So back to the main question.
 
Libertarians are for voluntary action, always. It is because we are for society—a vibrant, active society—that we resist the expansion of state power.
 
It is because we are for giving people a chance to reach their full potential that we doubt the motives and effectiveness of government. Political coercion corrupts the human spirit; political leaders tell us they take our wealth for our own good, and political processes straitjacket independent thought—the essence of liberty.
 
We are for individuals, working together in complex, interconnected organizations they have designed in their efforts to solve problems. 
 
We are for liberty, for celebrating the infinite and infinitely varied capacities of the human mind. Libertarians are for a limitless sense of the possible, for the idea that for a society of truly free and responsible citizens, nothing is impossible. 
 
We are for a libertarian society, where a couple wakes up, in their own home, on land that they control, on property that they can defend with the help of their neighbors.
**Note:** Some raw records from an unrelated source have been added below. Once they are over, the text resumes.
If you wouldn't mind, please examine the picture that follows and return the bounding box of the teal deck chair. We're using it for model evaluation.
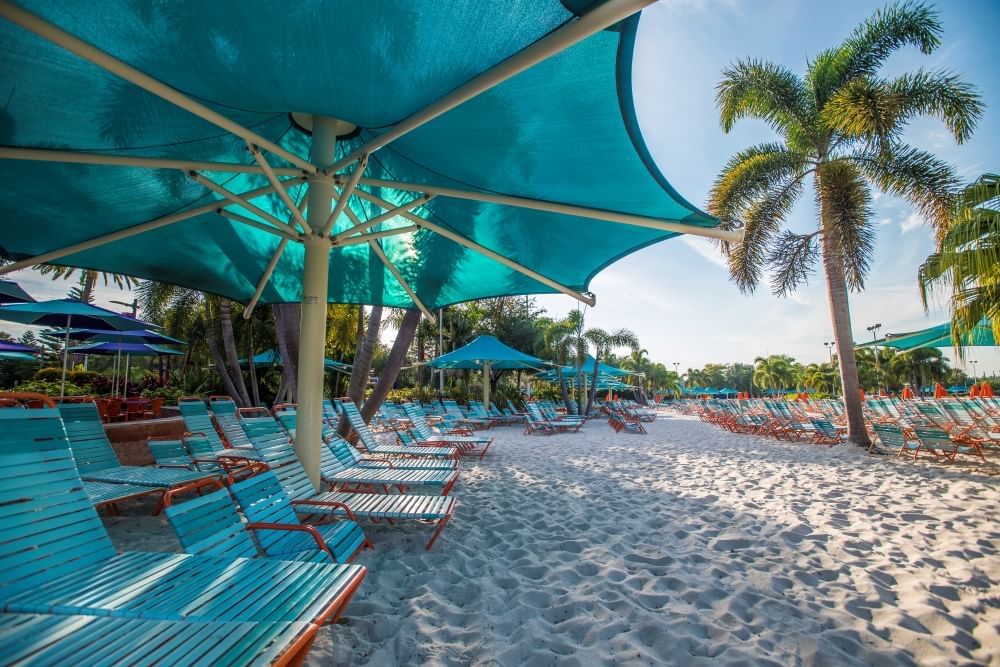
[0,409,365,633]
[0,614,315,667]
[232,451,457,550]
[165,480,368,563]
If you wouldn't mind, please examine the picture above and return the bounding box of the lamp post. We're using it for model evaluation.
[866,322,882,393]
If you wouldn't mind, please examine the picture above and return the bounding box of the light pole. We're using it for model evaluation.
[867,322,882,393]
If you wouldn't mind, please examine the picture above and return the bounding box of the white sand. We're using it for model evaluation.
[103,415,1000,665]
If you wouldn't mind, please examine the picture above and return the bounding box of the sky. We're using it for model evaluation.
[0,0,1000,375]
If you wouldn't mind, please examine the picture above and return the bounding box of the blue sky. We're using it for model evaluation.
[3,0,1000,373]
[540,0,1000,373]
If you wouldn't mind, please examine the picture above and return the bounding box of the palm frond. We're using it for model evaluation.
[817,162,875,291]
[845,144,958,233]
[767,235,819,296]
[715,59,815,140]
[806,2,943,103]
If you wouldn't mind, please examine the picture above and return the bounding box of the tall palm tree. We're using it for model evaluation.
[708,3,983,445]
[582,328,639,415]
[918,174,1000,350]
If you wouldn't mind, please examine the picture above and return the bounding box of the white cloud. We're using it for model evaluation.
[681,234,729,269]
[899,211,924,234]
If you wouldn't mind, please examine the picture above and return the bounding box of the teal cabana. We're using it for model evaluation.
[427,336,552,409]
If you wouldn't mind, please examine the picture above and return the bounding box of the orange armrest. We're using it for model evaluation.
[247,523,337,562]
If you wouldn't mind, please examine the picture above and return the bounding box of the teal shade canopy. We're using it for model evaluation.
[427,336,551,371]
[858,319,997,352]
[67,342,184,357]
[0,280,35,304]
[0,0,718,310]
[0,299,153,331]
[42,328,187,345]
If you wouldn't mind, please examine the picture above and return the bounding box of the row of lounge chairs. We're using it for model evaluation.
[678,397,1000,463]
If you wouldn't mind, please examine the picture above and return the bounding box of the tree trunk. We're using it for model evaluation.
[361,310,421,422]
[271,303,299,402]
[816,196,871,447]
[219,299,250,408]
[337,306,380,437]
[205,322,237,401]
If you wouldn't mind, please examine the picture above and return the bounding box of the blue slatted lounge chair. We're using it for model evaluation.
[59,403,217,511]
[244,418,458,496]
[276,410,458,470]
[165,478,369,563]
[231,462,456,550]
[913,426,986,463]
[398,403,493,460]
[208,396,250,448]
[341,401,462,458]
[0,409,365,645]
[0,614,315,667]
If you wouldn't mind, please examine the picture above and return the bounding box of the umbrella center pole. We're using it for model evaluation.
[295,116,337,490]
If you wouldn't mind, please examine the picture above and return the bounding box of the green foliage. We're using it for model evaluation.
[17,380,90,396]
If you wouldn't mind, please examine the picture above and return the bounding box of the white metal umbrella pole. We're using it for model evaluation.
[295,116,337,490]
[59,315,73,398]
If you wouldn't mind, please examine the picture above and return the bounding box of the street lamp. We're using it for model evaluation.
[866,322,882,393]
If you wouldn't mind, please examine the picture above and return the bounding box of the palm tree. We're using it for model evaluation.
[582,328,639,415]
[708,3,983,445]
[918,174,1000,350]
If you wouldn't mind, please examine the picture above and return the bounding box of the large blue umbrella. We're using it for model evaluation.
[427,336,552,407]
[0,0,739,482]
[0,280,34,304]
[0,299,152,396]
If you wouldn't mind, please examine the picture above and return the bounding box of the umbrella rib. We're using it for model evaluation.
[323,153,368,236]
[188,171,299,238]
[348,178,744,243]
[335,225,420,248]
[0,147,303,176]
[0,185,290,275]
[214,211,299,241]
[0,0,317,174]
[325,0,654,174]
[347,185,597,306]
[368,240,437,324]
[247,141,312,234]
[243,239,288,320]
[330,194,434,244]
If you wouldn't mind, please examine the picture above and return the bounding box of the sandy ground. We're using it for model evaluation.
[108,414,1000,665]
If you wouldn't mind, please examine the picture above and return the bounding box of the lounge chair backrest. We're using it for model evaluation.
[0,408,115,596]
[166,489,257,558]
[872,422,906,449]
[340,399,378,449]
[59,403,121,475]
[146,440,191,465]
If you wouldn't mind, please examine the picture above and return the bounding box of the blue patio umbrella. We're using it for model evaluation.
[0,280,35,304]
[427,336,552,407]
[0,0,741,483]
[0,299,154,396]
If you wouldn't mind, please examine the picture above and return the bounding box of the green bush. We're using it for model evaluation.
[35,366,62,382]
[15,380,90,396]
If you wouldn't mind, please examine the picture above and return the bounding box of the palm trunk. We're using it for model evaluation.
[271,303,299,403]
[337,306,380,436]
[219,299,250,408]
[205,322,237,401]
[361,310,421,422]
[816,201,871,447]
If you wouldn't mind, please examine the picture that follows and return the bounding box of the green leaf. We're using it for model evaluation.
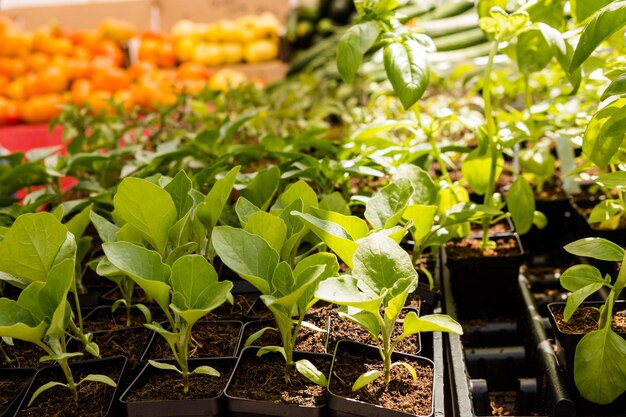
[570,0,614,22]
[337,21,380,83]
[393,164,438,204]
[113,177,178,254]
[596,171,626,189]
[365,179,413,229]
[241,167,280,211]
[0,213,67,282]
[563,237,624,262]
[213,226,280,294]
[171,255,233,326]
[196,166,240,232]
[244,211,287,253]
[516,29,552,74]
[296,359,328,387]
[570,0,626,72]
[402,204,438,243]
[191,365,220,376]
[574,326,626,404]
[461,148,504,195]
[352,370,384,391]
[315,275,385,315]
[589,199,624,223]
[89,211,120,243]
[403,311,463,335]
[65,204,93,239]
[76,374,117,387]
[583,99,626,167]
[600,72,626,101]
[352,236,418,297]
[102,242,171,311]
[292,211,359,268]
[383,39,430,109]
[148,360,183,375]
[506,175,535,235]
[163,171,193,219]
[28,381,68,407]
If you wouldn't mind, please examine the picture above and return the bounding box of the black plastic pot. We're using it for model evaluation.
[14,356,126,417]
[442,234,525,320]
[328,340,436,417]
[548,301,626,379]
[0,368,37,417]
[120,357,237,417]
[225,346,331,417]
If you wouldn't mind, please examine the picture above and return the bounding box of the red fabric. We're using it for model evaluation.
[0,125,78,193]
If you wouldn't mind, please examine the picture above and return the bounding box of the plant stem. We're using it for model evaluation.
[480,41,499,251]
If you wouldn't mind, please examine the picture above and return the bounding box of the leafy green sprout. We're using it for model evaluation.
[315,233,463,391]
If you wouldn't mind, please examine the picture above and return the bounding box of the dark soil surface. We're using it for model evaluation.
[242,306,333,353]
[328,311,420,355]
[83,306,165,332]
[0,374,32,415]
[446,237,520,259]
[489,392,517,416]
[126,364,233,402]
[552,306,626,334]
[329,352,434,416]
[0,339,50,368]
[228,354,331,407]
[18,367,120,417]
[148,321,242,359]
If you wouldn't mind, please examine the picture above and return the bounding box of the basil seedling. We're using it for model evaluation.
[315,233,463,391]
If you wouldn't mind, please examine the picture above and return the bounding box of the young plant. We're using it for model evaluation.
[91,167,239,325]
[102,242,233,393]
[0,212,99,356]
[560,238,626,404]
[315,233,463,391]
[0,258,116,405]
[213,221,339,386]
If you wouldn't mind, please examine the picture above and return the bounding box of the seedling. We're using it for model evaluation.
[0,259,116,406]
[213,218,339,386]
[315,233,463,391]
[560,237,626,404]
[102,242,233,393]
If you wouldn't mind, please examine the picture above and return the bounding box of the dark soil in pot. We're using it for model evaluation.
[327,310,421,355]
[328,343,434,416]
[16,356,125,417]
[0,339,49,368]
[226,348,331,407]
[144,321,243,360]
[238,306,333,353]
[124,360,235,402]
[83,306,165,332]
[0,368,37,416]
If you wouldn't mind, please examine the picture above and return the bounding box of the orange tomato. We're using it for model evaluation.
[176,62,211,80]
[71,79,93,104]
[25,52,50,71]
[0,58,27,78]
[93,39,124,67]
[0,97,20,126]
[22,94,66,123]
[93,67,130,91]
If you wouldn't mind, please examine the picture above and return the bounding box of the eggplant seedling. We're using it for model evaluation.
[315,233,463,391]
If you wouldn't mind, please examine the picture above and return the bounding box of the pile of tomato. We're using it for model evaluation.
[0,15,280,125]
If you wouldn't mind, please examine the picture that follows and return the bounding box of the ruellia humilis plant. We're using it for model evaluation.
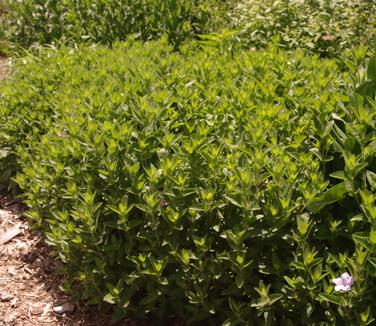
[0,40,376,325]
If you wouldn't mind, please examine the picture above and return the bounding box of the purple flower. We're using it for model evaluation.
[333,273,354,291]
[57,132,68,138]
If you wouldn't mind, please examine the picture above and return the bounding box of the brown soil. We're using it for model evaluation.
[0,196,119,326]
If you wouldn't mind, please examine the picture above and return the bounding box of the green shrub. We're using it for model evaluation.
[0,40,376,325]
[0,0,9,56]
[229,0,376,56]
[3,0,221,47]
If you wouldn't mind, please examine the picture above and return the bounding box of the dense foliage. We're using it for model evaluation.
[229,0,376,56]
[0,40,376,325]
[6,0,221,47]
[0,0,376,57]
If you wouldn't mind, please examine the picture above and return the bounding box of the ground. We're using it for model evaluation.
[0,196,125,326]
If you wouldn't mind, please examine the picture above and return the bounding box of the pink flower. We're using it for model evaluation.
[322,35,336,42]
[333,273,354,291]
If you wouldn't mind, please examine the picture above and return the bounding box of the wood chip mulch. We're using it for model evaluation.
[0,195,163,326]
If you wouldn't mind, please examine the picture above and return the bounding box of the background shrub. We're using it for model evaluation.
[2,0,226,48]
[0,40,376,325]
[228,0,376,56]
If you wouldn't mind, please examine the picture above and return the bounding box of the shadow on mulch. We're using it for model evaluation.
[0,195,185,326]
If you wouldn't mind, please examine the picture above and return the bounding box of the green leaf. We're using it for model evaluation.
[367,56,376,81]
[329,171,346,180]
[366,170,376,190]
[307,182,348,213]
[103,293,115,304]
[318,293,341,306]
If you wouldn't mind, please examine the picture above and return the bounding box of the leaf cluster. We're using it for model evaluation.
[0,40,376,325]
[228,0,376,57]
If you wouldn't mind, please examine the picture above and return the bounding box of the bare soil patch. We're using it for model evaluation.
[0,196,153,326]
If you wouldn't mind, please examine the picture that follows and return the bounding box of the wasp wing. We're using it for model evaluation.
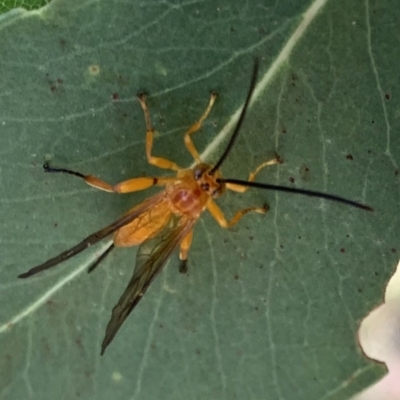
[101,217,196,355]
[18,192,164,278]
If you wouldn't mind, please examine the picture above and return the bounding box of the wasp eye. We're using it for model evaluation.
[193,168,203,181]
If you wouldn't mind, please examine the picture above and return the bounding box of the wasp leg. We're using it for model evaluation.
[43,163,176,193]
[138,94,181,171]
[207,200,269,228]
[179,230,193,274]
[226,155,282,193]
[184,93,217,163]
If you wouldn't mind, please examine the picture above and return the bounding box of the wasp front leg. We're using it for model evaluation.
[226,155,282,193]
[184,93,217,163]
[138,94,181,171]
[179,230,193,274]
[43,163,176,193]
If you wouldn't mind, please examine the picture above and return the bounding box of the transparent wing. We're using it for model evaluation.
[101,217,196,355]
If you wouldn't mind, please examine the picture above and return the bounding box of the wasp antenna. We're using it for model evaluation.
[43,162,85,179]
[219,179,374,211]
[210,58,259,175]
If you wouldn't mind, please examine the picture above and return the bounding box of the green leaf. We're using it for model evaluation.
[0,0,50,13]
[0,0,400,400]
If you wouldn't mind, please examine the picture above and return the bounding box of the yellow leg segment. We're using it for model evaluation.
[83,175,176,193]
[179,230,193,274]
[138,94,180,171]
[179,230,193,261]
[226,156,282,193]
[207,200,269,228]
[184,93,217,163]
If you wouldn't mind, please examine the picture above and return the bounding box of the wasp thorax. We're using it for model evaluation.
[193,164,225,198]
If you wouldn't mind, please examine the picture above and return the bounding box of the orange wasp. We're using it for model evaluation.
[19,60,372,355]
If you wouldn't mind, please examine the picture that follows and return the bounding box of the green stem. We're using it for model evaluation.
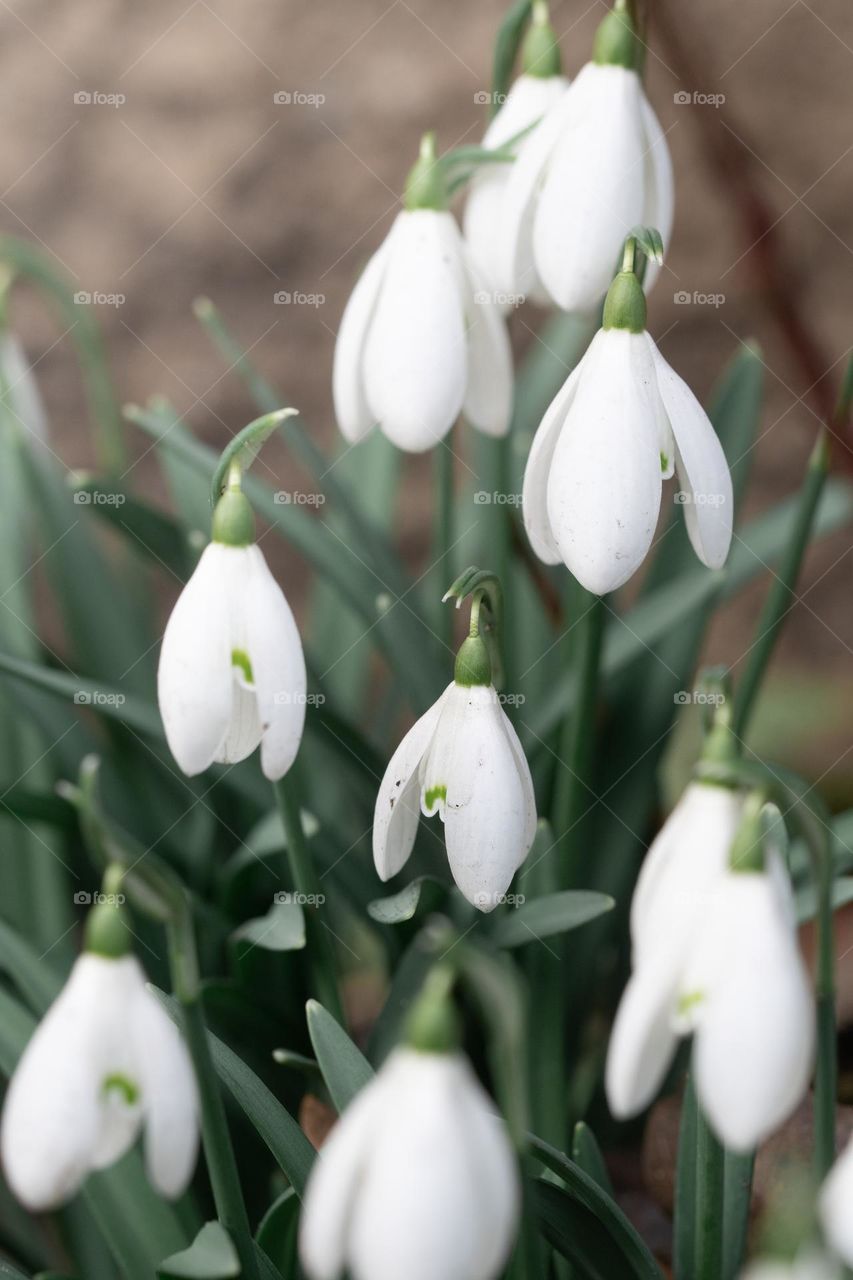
[181,997,257,1280]
[433,433,453,653]
[552,591,606,888]
[693,1106,725,1280]
[733,428,829,739]
[273,774,346,1027]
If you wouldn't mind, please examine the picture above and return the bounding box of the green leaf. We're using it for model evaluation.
[492,890,615,947]
[158,1222,240,1280]
[305,1000,373,1112]
[571,1120,613,1199]
[256,1187,300,1276]
[232,902,305,951]
[368,876,447,924]
[210,408,296,506]
[529,1135,661,1280]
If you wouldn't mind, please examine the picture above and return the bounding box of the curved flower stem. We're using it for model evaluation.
[273,774,346,1027]
[733,428,830,739]
[552,591,606,888]
[433,435,453,653]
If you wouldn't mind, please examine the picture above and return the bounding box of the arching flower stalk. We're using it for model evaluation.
[1,884,199,1212]
[333,134,512,453]
[523,234,733,595]
[501,0,674,312]
[158,467,306,781]
[373,570,537,911]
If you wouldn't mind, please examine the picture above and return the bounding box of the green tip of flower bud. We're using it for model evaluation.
[729,791,767,872]
[453,636,492,689]
[403,133,447,211]
[405,969,460,1053]
[211,486,255,547]
[85,868,133,960]
[602,271,646,333]
[521,0,562,79]
[593,0,640,72]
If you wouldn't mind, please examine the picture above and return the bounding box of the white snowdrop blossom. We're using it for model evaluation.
[373,655,537,911]
[158,490,306,781]
[501,4,674,312]
[0,952,199,1213]
[333,137,512,453]
[462,5,569,311]
[300,1047,520,1280]
[818,1142,853,1267]
[523,271,733,595]
[606,782,815,1151]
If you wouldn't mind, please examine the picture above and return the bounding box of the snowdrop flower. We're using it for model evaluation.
[818,1142,853,1267]
[300,967,520,1280]
[373,636,537,911]
[606,782,815,1152]
[0,885,199,1213]
[523,252,733,595]
[501,0,674,311]
[158,485,306,781]
[333,136,512,453]
[462,3,569,311]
This couple formed a bond, by mutual consent, without needing the license or endorsement of any outside agency. They send their children to schools that they have chosen, whose curriculum they endorse. When they go out to their cars, they don’t take an I.D. It’s no one’s business who they are, or where they are, so long as they initiate no violence and break no laws. They work in jobs they have trained for, and they enjoy the full fruits of that labor. They contribute to charities or work for causes they believe in, and they are not forced at gunpoint to support causes they loathe.
 
What do these schools, these jobs, these causes, look like? What will people do? I have no clue. Each person will come up with a plan and try to carry it out, given his or her own goals, abilities, and vision of joy. Isn’t it arrogant to think that I could know what people will seek? Wouldn’t it be despotic to think that I have to know before people are allowed to try?
 
We are for each American. We are for families. And we are for groups of people working together to solve problems, serving their consciences and their own goals. We are for responsibility, and choices, not because people need to be more selfish but because they need to feel they have the power to act and the compass to achieve. 
 
Only our movement can give America back the most sacred bequest—liberty.